Im Endeffekt muss ich sagen, dass das Bike natürlich auch nur ein Kompromiss ist. Ich würde einen wesentlich leichteren Rahmen bevorzugen. Der Rahmen ist von der Stabilität und Machart her als Slopstylerahmen für Erwachsene ausgelegt. Also vollkommen überdimensioniert. Mein eigener Rahmen wiegt 1 Kilo weniger und den habe ich bisher auch im Bikepark nicht kaputt bekommen bei fetten 80kg. Gute 2,25  oder 2,3er Reifen wären in 24" auch toll. Leider gibts die halt nicht. 

Ein Bike nur für den Bikepark - so wie das Bike im Ursprung war - braucht mein Sohn nicht. Das YT bietet allerdings die beste Basis für einen Allrounder wie ich finde. 

Die Kurbeln fand ich halt super wegen der halbwegs kurzen Länge und dem Gewicht. Ob da nun DH oder sonstwas draufsteht ist glaub ich egal.


----------



## LockeTirol (3. September 2014)

Das mit der Überdimensionierung gilt im Übrigen genauso für die originalen Laufräder. Alex Supra BH? 2,2kg??!! Für 30kg Körpergewicht...

Selbst wenn ich auf die ZTR Crest umrüste ist das in der Gewichtsklasse immer noch bomb proof. Da die Felgen dann auch tubeless ready sind, werde ich vielleicht noch die Fat Alberts mit Mich ausprobieren. 

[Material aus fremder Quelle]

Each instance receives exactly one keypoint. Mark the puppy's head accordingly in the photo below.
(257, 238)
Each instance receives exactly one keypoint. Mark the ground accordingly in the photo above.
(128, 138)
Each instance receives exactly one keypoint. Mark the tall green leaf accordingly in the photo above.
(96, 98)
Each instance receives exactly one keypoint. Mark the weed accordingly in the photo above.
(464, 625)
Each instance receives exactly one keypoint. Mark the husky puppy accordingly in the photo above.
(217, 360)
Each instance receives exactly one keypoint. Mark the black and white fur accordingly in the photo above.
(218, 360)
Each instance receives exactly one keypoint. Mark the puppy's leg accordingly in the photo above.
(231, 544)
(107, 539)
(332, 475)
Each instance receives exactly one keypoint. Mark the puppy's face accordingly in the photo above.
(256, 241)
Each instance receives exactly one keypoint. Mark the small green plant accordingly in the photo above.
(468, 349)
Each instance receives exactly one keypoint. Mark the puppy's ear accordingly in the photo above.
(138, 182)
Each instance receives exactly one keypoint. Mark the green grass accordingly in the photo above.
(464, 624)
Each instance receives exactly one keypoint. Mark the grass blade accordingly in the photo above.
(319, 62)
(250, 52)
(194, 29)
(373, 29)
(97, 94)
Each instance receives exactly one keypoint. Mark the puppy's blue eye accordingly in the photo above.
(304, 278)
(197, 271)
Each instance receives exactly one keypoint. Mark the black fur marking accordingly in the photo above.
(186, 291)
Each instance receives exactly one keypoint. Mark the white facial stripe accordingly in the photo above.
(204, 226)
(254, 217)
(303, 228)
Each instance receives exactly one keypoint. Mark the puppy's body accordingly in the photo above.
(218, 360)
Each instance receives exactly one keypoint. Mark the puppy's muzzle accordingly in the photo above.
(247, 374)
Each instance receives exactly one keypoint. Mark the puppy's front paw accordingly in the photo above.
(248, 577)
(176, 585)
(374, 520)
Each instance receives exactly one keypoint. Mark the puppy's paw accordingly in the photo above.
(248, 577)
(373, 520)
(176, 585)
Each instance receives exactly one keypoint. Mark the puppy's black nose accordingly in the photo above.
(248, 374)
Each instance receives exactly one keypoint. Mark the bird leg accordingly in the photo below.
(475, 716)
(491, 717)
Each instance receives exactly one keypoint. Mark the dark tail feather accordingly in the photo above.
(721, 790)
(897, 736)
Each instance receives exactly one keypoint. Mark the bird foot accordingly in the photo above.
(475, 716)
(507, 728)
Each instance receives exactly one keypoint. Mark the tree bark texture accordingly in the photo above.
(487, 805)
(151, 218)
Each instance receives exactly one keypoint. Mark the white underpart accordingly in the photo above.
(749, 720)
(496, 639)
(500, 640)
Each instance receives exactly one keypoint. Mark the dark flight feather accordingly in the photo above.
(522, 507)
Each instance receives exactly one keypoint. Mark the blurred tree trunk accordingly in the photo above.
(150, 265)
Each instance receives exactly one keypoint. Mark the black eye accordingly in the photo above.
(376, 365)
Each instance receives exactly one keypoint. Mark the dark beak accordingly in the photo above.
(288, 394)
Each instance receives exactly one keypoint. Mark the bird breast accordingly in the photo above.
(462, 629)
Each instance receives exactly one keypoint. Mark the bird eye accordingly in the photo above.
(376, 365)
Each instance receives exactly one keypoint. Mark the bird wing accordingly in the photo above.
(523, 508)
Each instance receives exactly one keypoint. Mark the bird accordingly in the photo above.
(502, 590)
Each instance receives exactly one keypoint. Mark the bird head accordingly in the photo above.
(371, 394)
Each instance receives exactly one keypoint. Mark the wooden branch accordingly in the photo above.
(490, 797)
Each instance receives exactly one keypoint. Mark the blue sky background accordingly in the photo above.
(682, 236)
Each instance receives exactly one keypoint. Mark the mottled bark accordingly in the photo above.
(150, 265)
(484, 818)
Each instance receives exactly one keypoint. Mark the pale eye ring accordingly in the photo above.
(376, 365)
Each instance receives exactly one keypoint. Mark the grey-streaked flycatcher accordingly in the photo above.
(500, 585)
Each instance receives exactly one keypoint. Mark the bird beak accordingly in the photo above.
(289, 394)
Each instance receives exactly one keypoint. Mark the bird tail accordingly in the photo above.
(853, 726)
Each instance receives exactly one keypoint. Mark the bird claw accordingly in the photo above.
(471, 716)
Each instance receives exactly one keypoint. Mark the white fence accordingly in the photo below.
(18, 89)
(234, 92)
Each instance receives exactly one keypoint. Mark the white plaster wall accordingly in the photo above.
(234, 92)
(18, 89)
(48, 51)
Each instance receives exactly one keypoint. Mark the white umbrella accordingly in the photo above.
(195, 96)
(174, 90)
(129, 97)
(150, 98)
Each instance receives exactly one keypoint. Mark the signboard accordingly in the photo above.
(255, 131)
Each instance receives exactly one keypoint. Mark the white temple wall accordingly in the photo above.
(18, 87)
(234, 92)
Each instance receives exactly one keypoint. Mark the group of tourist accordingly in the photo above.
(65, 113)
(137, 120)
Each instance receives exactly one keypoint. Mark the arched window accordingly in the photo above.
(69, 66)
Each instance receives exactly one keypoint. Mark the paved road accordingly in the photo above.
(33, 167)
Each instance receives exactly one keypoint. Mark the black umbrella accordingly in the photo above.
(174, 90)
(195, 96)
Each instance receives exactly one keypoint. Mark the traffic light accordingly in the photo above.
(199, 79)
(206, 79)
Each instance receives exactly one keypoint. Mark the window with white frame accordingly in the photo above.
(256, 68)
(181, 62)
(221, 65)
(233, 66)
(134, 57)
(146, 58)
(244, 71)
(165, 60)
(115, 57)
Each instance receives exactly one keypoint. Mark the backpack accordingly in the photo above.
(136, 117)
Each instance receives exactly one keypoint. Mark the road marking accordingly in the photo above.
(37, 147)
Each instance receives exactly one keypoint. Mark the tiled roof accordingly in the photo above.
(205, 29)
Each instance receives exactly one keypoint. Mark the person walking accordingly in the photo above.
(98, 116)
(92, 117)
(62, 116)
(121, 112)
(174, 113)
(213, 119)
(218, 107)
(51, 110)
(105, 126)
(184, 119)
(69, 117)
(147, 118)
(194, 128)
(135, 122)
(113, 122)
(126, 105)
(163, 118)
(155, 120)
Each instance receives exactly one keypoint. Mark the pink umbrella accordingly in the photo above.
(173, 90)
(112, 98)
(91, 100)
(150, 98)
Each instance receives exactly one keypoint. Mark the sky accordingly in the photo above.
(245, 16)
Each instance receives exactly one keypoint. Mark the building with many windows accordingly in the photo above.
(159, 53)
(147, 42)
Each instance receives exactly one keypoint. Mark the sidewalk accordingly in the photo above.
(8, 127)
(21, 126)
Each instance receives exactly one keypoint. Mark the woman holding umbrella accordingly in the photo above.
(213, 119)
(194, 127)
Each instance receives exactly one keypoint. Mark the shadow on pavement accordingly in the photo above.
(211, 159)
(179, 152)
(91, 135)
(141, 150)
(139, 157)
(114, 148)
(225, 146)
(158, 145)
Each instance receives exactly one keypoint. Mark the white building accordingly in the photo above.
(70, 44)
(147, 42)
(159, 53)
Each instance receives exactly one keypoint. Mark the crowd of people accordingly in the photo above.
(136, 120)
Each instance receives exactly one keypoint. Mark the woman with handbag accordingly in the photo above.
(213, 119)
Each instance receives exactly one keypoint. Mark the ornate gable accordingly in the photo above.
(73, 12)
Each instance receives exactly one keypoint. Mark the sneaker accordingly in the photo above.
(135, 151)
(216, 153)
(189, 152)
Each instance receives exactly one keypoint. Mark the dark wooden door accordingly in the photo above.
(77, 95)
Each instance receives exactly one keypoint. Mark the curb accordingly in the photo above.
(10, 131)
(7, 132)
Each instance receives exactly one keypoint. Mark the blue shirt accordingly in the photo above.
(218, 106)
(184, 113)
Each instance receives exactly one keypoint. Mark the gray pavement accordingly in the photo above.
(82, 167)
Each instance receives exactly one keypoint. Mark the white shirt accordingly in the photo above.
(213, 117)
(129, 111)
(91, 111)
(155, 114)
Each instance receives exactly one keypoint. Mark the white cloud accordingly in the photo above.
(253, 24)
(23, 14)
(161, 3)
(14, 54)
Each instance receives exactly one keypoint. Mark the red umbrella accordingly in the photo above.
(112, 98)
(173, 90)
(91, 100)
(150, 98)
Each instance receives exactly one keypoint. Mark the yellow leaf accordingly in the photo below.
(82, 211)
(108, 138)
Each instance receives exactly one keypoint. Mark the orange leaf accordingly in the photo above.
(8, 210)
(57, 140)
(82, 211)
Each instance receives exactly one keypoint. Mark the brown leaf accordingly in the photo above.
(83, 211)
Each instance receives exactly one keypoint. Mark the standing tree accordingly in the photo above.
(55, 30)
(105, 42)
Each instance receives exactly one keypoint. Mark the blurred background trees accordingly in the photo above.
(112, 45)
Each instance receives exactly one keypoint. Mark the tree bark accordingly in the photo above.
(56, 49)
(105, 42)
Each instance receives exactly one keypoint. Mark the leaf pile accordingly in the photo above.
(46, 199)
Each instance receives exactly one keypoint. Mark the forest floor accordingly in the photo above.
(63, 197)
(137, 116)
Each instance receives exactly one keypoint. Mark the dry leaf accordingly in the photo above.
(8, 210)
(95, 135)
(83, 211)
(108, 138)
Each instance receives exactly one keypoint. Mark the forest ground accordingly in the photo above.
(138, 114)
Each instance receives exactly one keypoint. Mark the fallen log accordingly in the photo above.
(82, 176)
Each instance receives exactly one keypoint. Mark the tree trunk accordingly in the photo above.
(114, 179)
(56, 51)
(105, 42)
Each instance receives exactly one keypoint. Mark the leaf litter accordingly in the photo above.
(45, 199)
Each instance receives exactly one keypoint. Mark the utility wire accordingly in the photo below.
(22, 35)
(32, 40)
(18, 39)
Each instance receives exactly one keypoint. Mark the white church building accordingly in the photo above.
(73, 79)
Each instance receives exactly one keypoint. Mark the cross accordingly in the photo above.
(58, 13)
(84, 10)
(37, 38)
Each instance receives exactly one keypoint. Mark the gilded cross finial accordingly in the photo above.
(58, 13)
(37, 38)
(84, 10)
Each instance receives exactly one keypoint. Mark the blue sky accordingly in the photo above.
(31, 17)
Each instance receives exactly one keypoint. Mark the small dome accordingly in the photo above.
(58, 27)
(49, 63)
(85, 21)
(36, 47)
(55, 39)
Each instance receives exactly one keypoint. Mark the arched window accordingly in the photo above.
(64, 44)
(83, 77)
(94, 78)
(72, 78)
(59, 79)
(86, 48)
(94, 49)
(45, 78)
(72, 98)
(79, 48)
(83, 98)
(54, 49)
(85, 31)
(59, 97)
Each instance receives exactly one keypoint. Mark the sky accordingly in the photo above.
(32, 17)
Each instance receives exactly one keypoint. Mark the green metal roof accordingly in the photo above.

Aktuell habe ich halt noch einen Satz Big Betties daheim aber die sind mir mit Schlauch im Moment noch zu schwer.


----------



## LockeTirol (6. Oktober 2014)

So, mal wieder ein kleines Update:

Neuen Vorbau verbaut. Mit 145g nicht wirklich leicht aber dafür billig und mit 32mm vor allem kurz.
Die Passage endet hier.